Detaylı menüleri ‘mühendis’ hazırlıyor
Grubunuzun kaç çalışanı var?
Varol Kaynar: Bizde menü mühendisi bile çalışıyor. Hangi saatte hangi restoranda en çok ne istenmiş. Bunun dahi hesabı tutuluyor. Avrupa yakasında bir laboratuar kurduk.
Yine merkezi bir mutfak yaptık. Sadece bu mutfakta vardiyalı 18 kişi çalışıyor. Tatlılarımız, ekkmeklerimiz hep burada yapılıyor. 4 - 5 yer daha açacağız. Toplamda 300’e yakın kişi çalışıyor.

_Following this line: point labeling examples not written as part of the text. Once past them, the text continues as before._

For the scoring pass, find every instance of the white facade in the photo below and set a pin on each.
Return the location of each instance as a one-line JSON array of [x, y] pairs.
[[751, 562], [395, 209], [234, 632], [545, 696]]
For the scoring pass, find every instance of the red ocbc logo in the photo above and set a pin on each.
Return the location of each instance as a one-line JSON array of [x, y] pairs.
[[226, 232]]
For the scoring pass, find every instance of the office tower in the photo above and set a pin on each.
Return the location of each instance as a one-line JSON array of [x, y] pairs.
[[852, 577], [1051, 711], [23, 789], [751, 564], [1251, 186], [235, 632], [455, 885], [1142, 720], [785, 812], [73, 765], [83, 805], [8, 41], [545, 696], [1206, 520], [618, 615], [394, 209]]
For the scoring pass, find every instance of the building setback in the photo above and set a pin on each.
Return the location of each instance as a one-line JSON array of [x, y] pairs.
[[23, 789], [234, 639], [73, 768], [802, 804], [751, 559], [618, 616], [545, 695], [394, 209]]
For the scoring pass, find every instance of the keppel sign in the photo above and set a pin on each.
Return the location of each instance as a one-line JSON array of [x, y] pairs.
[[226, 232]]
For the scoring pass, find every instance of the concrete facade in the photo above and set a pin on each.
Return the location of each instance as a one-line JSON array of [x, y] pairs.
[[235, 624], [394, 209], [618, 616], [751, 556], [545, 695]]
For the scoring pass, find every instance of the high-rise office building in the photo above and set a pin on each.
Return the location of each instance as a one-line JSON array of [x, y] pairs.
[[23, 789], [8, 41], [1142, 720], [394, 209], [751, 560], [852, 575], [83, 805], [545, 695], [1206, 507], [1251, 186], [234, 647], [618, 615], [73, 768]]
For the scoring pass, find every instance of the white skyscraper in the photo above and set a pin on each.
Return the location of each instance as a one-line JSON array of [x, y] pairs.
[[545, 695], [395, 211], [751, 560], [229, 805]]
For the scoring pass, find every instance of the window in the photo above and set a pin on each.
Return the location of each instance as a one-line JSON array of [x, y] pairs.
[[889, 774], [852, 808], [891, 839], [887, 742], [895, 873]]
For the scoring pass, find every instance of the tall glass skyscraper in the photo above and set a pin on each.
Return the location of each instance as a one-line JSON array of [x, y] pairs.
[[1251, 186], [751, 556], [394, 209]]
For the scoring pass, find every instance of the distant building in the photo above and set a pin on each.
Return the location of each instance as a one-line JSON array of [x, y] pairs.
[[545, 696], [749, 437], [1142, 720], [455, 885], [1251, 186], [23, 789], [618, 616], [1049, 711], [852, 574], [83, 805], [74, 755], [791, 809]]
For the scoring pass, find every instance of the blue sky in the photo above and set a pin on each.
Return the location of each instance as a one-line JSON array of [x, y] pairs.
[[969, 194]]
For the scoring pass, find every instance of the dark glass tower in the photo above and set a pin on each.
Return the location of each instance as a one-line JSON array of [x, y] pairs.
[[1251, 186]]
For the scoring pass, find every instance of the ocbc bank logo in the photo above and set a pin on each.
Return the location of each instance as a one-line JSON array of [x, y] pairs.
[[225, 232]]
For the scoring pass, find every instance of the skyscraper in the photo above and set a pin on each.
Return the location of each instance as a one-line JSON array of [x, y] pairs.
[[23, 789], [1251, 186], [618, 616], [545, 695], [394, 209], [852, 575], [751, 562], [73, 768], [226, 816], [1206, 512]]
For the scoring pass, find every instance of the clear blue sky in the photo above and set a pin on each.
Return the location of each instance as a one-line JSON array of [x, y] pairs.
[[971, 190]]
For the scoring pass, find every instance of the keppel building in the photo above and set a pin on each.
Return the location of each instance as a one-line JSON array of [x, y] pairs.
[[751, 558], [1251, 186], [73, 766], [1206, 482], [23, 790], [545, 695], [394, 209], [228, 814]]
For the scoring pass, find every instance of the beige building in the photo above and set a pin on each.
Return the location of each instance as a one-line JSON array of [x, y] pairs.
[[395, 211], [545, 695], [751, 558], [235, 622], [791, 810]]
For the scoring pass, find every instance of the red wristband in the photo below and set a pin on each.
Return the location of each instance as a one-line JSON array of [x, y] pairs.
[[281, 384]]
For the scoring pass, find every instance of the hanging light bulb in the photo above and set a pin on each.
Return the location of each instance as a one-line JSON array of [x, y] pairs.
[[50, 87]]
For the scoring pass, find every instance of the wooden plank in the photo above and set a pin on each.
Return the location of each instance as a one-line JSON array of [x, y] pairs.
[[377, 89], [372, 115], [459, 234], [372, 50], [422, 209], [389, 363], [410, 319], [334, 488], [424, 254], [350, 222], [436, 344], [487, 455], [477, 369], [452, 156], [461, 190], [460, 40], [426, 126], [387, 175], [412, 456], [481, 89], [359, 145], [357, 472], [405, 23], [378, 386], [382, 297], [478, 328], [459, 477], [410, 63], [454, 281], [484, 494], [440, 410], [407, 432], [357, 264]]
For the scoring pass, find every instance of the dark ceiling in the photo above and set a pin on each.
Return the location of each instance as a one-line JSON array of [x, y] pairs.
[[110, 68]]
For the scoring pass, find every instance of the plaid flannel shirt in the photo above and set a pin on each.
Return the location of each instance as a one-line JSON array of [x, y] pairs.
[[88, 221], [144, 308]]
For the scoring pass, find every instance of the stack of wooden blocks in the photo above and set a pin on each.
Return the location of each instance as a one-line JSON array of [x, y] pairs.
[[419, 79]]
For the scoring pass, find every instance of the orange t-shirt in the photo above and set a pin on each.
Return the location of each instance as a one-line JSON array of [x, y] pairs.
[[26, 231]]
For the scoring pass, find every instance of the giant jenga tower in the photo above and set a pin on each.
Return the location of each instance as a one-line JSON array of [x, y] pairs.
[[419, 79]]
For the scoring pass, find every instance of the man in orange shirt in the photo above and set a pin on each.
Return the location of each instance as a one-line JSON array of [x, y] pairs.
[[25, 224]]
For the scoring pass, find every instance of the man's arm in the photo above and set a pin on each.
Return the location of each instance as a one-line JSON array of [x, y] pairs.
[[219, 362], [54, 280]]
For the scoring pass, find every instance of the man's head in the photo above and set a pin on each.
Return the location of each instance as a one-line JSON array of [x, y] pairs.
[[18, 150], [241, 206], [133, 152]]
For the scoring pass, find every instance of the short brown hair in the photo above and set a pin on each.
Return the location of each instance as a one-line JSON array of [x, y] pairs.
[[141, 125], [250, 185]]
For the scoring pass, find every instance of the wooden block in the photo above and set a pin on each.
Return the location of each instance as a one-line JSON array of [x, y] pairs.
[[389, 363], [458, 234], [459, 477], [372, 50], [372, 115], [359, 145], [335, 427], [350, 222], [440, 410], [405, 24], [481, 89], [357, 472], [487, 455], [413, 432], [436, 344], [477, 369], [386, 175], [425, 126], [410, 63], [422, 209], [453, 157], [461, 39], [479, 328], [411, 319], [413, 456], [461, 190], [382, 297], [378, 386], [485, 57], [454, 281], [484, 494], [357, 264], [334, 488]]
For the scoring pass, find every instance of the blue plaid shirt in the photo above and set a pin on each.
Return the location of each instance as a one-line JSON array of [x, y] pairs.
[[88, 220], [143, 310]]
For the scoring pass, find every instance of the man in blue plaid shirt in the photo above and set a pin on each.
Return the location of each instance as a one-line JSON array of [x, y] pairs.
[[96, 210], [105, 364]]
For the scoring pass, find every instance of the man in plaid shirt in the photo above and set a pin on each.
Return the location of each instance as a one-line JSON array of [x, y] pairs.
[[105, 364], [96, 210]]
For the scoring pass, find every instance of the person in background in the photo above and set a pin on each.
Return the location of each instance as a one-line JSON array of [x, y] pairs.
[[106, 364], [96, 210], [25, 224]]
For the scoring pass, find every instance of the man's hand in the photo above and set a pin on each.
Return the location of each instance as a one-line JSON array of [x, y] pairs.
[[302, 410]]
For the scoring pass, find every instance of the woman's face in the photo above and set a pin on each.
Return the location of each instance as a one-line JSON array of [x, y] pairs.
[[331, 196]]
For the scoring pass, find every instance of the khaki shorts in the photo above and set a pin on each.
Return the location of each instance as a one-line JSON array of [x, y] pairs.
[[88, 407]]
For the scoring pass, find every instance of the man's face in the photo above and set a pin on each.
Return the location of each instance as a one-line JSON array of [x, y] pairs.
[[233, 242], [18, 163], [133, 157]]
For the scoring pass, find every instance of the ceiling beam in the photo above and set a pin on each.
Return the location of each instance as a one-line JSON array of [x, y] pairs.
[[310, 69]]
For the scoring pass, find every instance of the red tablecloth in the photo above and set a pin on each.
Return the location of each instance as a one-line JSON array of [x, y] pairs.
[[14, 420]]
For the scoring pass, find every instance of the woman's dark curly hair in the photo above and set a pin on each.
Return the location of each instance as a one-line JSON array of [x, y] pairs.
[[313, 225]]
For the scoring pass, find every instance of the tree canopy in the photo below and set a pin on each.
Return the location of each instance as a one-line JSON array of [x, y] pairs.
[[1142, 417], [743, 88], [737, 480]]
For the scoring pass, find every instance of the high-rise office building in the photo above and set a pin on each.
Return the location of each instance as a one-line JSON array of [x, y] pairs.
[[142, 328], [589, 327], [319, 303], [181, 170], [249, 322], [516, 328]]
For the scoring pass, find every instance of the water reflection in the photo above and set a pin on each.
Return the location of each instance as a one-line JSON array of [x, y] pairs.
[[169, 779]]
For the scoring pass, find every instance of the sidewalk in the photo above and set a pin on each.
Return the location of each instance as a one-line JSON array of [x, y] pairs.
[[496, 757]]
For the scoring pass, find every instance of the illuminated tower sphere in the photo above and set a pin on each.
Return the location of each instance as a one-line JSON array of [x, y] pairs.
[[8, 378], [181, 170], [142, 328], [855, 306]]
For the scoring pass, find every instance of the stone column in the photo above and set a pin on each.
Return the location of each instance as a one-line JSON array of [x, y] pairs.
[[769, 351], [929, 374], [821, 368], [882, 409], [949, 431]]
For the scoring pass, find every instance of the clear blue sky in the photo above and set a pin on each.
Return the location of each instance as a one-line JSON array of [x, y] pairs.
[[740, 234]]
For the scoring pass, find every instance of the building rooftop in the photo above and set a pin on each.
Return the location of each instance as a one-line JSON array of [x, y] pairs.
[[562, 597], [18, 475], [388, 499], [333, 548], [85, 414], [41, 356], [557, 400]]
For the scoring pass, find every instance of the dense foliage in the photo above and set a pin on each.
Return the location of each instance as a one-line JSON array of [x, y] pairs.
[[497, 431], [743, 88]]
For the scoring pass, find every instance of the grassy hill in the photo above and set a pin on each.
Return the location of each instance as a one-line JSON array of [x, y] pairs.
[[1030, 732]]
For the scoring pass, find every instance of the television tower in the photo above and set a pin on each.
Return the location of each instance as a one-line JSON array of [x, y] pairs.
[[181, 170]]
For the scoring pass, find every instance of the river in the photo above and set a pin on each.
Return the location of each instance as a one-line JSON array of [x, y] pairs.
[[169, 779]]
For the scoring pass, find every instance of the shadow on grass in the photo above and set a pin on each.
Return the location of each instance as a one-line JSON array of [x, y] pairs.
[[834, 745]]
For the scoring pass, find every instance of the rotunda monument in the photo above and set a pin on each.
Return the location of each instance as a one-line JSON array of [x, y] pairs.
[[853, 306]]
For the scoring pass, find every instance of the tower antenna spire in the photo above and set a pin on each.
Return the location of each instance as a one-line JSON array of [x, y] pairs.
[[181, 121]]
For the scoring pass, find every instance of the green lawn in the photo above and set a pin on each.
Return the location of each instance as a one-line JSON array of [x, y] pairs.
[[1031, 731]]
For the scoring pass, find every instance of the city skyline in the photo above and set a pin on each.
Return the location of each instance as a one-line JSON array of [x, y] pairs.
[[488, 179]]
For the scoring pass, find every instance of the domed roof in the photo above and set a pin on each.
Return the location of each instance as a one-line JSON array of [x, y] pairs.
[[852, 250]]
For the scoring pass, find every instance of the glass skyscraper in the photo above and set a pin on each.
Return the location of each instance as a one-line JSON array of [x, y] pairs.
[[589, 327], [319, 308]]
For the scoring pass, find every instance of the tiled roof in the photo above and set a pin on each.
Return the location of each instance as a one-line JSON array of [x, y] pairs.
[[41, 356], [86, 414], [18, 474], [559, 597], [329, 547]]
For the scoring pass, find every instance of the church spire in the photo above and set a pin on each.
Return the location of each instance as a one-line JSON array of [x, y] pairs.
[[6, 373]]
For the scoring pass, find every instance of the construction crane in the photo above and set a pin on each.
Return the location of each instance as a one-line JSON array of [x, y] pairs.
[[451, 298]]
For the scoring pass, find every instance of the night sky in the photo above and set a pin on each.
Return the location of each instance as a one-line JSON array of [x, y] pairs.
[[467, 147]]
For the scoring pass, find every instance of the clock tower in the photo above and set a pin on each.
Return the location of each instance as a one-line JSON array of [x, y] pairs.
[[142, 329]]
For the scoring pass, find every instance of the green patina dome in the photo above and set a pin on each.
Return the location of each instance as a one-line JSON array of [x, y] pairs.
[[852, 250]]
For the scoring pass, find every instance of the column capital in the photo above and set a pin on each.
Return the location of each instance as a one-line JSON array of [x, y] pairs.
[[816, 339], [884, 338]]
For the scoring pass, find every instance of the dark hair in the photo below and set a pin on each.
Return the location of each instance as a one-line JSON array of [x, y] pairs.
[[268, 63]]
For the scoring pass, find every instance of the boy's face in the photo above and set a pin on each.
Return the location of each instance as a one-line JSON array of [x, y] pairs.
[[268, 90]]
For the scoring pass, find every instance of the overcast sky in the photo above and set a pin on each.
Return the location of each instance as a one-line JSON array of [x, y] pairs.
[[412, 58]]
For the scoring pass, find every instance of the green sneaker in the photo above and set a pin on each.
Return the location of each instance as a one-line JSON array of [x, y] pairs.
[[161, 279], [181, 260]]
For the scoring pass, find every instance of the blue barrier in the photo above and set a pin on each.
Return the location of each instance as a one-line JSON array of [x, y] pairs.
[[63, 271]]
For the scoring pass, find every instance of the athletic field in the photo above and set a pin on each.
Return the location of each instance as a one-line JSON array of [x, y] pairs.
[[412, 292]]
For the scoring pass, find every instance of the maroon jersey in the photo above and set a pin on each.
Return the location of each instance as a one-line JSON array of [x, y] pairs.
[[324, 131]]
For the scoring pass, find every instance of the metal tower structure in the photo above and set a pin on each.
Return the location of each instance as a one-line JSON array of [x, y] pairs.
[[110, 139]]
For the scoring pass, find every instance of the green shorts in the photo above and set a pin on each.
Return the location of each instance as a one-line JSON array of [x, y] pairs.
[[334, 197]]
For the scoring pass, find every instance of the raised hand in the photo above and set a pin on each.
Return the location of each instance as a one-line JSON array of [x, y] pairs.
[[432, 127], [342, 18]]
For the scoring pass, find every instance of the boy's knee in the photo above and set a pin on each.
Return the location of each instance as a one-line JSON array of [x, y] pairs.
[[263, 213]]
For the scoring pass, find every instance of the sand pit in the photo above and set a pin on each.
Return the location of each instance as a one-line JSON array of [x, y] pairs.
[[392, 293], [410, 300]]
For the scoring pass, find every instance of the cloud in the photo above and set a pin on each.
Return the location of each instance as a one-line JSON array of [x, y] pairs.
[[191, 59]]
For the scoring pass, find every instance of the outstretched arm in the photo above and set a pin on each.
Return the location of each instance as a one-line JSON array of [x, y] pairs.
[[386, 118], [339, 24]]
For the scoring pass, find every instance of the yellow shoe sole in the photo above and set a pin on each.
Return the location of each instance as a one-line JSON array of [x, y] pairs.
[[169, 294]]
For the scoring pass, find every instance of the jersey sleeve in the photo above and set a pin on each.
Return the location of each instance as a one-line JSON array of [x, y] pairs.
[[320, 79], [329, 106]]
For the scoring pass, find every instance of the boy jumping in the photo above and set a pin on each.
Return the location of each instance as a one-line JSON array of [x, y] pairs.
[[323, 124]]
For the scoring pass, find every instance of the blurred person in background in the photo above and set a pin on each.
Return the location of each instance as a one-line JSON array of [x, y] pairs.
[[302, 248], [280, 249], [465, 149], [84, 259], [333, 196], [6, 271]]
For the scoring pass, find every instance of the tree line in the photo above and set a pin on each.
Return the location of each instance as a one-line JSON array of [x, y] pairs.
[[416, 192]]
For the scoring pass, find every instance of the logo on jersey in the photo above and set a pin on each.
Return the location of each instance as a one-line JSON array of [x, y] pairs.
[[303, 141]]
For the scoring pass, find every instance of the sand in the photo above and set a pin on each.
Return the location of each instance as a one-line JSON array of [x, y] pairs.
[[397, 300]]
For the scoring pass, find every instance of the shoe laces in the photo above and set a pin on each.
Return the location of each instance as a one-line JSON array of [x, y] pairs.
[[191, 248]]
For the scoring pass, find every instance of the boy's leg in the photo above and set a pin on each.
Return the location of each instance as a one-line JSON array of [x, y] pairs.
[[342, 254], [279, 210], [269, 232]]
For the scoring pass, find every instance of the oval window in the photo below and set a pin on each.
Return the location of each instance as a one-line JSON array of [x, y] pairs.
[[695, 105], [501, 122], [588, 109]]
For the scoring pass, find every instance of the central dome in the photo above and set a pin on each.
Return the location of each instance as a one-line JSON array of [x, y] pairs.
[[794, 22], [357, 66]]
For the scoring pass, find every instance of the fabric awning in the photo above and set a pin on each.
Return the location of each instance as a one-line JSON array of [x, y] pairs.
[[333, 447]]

Hem yurtdışında hem Türkiye’de büyüyecek
Eksen Group’un içinde hangi markalar var?
Varol Kaynar: Yiyecek, içecek, eğlence sektöründe faaliyet gösteriyoruz. Restaurant, bar, pastane, gece kulübü olarak birbirinden farklı konsepte sahip 12 ayrı mekandan oluşan bir grubuz. Ağabeyim Erol 40 yıldır bu işin içinde, benim de 30 yıl oldu! Galata Kulesi’nin üstü restoran olarak hizmet vermeye başladığında biz işlettik. Daha sonra ilk fondue restoranı açtık İstinye’de...
Mercure otelleri, Opera pastaneleri, Park Cafe, Supper Clup ve Korukent rekreasyon merkezini işlettik. Arkasından Salomanje, Sortie, İtalyan restoranı Cento Per Cento, Limoncello, Kalamati (Akaretler meyhane), The Sky Bar gibi markalarımız geldi.
Doğuş grubunun ardından sektörün büyüklerindensiniz. Hedef nedir, ne var sırada?
Varol Kaynar: Geçen hafta Gürcistan’daydık... Şubelerimizi açmak istiyorlar. Kalamati’yi Akaretler’e taşıyoruz. 200 kişilik bir meyhane haline gelecek. Markalarımızın şubelerini açacağız. İlk etapta 5 şube açacağız. Yurtdışından ciddi teklifler var. Fauchon bizimle birlikte Türki Cumhuriyetlere açılmak istiyor. İstanbul’u üs yaparak... Şu anda dünyada havaalanları dahil olmak üzere 500 noktada satılıyor ürünleri, 60 tane de restoranları var. Ciroları 192 milyon euro. 2017’e kadar 100 mekana ulaşmak istiyorlar. Biz de Ankara ve İzmir’e Fauchon açmayı değerlendiriyoruz. Bunun dışındaki markalarımızda içinde Eskişehir, Bursa ve İzmir’de şube açış planlarımız var. AVM’lerde diyet konseptli mekanlar üzerine çalışıyoruz. Detayları şimdilik bizde kalsın.